With the advent of alternative energy and the Internet of Things, there is suddenly a plethora of new technologies that will require major restructuring of cities. Some examples are autonomous vehicles, solar energy, unmanned aerial vehicles, and smart homes and buildings. In order to establish sound public policies, all these new technologies can greatly benefit from urban simulations, to measure their impact on the city and its people before the policies are defined.
Yet, despite all the reasons why complex simulations are desirable for decision and policy making, and despite advances in computing power, large distributed simulations of urban areas are still rarely used, with most of their adoption in military applications. The reality is that developing distributed simulations is much harder than developing non-distributed ones, and requires a much higher level of software engineering expertise, which usually modeling and simulation experts don’t have.
My students and I have been exploring how some of the ideas underlying Aspect-Oriented Programming can help overcome the design challenges faced by distributed simulations, as applied to urban simulations. There are many similarities between the concept of aspect (as given by AOP) and the general concept of “aspect of a city” that urban planning researchers routinely use. This talk looks at urban simulations from a socio-technical systems design perspective, and puts forward the idea that non-traditional decompositions are not just beneficial for these applications, but are likely the only way to develop realistic urban simulations. I will present a data-oriented framework that we are developing called the Spacetime framework, specifically designed for enabling large, collaborative, and decentralized simulations, and will show how it is being used in practice.

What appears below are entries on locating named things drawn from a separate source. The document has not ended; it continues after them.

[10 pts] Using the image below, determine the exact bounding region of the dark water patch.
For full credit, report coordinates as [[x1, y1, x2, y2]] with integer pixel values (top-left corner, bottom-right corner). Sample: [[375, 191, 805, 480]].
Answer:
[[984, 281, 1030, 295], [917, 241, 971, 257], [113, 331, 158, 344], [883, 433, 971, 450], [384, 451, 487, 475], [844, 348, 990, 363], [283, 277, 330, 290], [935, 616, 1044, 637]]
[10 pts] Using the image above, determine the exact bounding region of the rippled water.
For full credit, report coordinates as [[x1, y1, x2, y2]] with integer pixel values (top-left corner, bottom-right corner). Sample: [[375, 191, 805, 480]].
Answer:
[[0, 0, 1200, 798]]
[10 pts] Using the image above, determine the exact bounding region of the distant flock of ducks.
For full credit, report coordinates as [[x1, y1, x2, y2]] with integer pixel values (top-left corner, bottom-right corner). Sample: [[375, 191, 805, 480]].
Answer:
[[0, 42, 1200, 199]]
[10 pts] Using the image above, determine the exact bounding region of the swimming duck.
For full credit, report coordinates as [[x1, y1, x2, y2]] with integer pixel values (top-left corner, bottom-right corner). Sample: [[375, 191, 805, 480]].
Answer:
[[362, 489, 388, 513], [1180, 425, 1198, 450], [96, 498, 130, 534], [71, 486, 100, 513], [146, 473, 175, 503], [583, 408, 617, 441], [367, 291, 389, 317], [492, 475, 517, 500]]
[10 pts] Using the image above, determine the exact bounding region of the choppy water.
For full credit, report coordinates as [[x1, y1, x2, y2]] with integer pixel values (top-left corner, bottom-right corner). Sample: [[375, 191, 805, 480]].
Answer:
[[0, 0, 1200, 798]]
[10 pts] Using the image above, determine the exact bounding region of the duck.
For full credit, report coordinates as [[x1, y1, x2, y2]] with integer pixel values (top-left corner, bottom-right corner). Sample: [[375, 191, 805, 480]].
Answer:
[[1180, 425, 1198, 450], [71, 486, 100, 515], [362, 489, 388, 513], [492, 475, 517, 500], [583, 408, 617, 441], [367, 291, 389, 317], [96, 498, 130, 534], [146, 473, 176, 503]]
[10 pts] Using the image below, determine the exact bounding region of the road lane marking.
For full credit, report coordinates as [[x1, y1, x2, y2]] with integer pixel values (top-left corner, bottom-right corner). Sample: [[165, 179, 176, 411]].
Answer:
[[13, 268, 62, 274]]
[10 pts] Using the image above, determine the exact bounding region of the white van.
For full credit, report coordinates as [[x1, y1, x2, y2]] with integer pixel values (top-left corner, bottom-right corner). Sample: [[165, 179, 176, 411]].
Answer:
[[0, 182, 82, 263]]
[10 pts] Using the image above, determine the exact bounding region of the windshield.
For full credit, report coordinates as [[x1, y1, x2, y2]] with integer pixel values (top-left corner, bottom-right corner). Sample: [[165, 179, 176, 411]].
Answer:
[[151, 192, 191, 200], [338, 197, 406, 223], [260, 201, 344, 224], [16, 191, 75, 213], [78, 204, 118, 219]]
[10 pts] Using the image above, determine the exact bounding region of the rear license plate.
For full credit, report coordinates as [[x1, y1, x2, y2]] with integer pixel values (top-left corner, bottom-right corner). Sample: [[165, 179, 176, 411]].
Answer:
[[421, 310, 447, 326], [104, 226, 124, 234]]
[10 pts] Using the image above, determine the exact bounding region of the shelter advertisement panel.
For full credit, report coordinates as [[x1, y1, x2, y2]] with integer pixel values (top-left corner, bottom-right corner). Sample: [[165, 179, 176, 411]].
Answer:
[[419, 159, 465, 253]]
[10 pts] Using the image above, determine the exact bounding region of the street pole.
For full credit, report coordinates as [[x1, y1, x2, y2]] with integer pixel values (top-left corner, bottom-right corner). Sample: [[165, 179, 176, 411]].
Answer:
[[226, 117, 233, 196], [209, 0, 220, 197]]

Cristina Videira Lopes is a Professor of Informatics at the University of California, Irvine. Her research focuses on software engineering for large-scale data and systems. She was a founding member of the Xerox PARC team that developed Aspect-Oriented Programming. She is also a prolific software developer in particular for OpenSimulator, a virtual world server. She is also a founder of Encitra, a company specializing in online virtual reality for early-stage sustainable urban redevelopment projects. She claims to be the only person in the world who is both an ACM Distinguished Scientist and Ohloh Kudos Rank 9.